Enviada em 17/07/2020

A notícia é a seguinte: Um policial imobiliza uma senhora negra, na faixa dos 50 anos de idade, pisando em seu pescoço. Segundo a vítima, ela ainda teve sua perna quebrada e tudo isso teria acontecido porque, um de seus clientes teria ligado o som alto. O barulho incomodou o vizinho que ligou para PM. A comerciante, ainda cheia de medo e insegurança, relata detalhes dessa agressão no Fantástico. Claramente, nesse relato e em muitos outros observa-se a violência policial contra negros e isso não é exclusivamente uma situação que ocorre no Brasil, mas sim no mundo. Portanto, é inegável que esse panorama provém de negligência do Estado, que se mostra ausente na resolução do quadro. Nesse sentido, eles não apenas solidificam o erro, mas também atrapalha a visibilidade midiática para o problema.

A violência contra a população negra sempre existiu, ela sempre foi marginalizada, mas só de algum tempo para cá que essas notícias começaram a ter uma repercussão maior. Entretanto, a violência não é o único problema, já que em pequenas atitudes como seguir, vigiar uma pessoa negra em determinado comercio por achar que ela é uma suspeita em potencial de assaltar o lugar é um ato repugnante de racismo.

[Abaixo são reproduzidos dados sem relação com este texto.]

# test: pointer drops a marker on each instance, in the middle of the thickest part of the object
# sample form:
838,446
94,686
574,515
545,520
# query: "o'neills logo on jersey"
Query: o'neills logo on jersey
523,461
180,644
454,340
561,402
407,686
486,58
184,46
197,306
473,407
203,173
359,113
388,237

Alguns artistas já se expressaram através da música, como é ter pele escura, um exemplo disso é o Rashid com a composição de “A cena”, lançada em 2015. Nessa música tanto a letra quando as pessoas negras que são retratadas no vídeo clipe manifestam medo, insegurança, pavor quando escutam a sirene do carro da polícia. No trecho “O que fizemos aos senhores Além de nascer com essa cor? E de sorrir lindamente diante de nossa amiga dor? ” Observasse que essa é a realidade e que há sentimento de sofrimento e angustia bem retratados.

Enfim, quem deveria trazer segurança para muitos traz desespero, pavor, sofrimento, perda… E diante disso, O Estado e o Ministério da Justiça e Segurança precisam acabar com a indiferença racial, principalmente entre a polícia e os cidadãos melânicos, e isso se dará promovendo leis mais rigorosas tanto para policias quanto para indivíduos comuns que agirem de maneira excessiva ou desnecessária contra os afrodescendentes. E no meio dessa luta o Ministério da Educação é bem-vindo no combate ao racismo, criando mais alguns programas básico, ensinando que diferenças existem e estão presentes no nosso cotidiano para somar.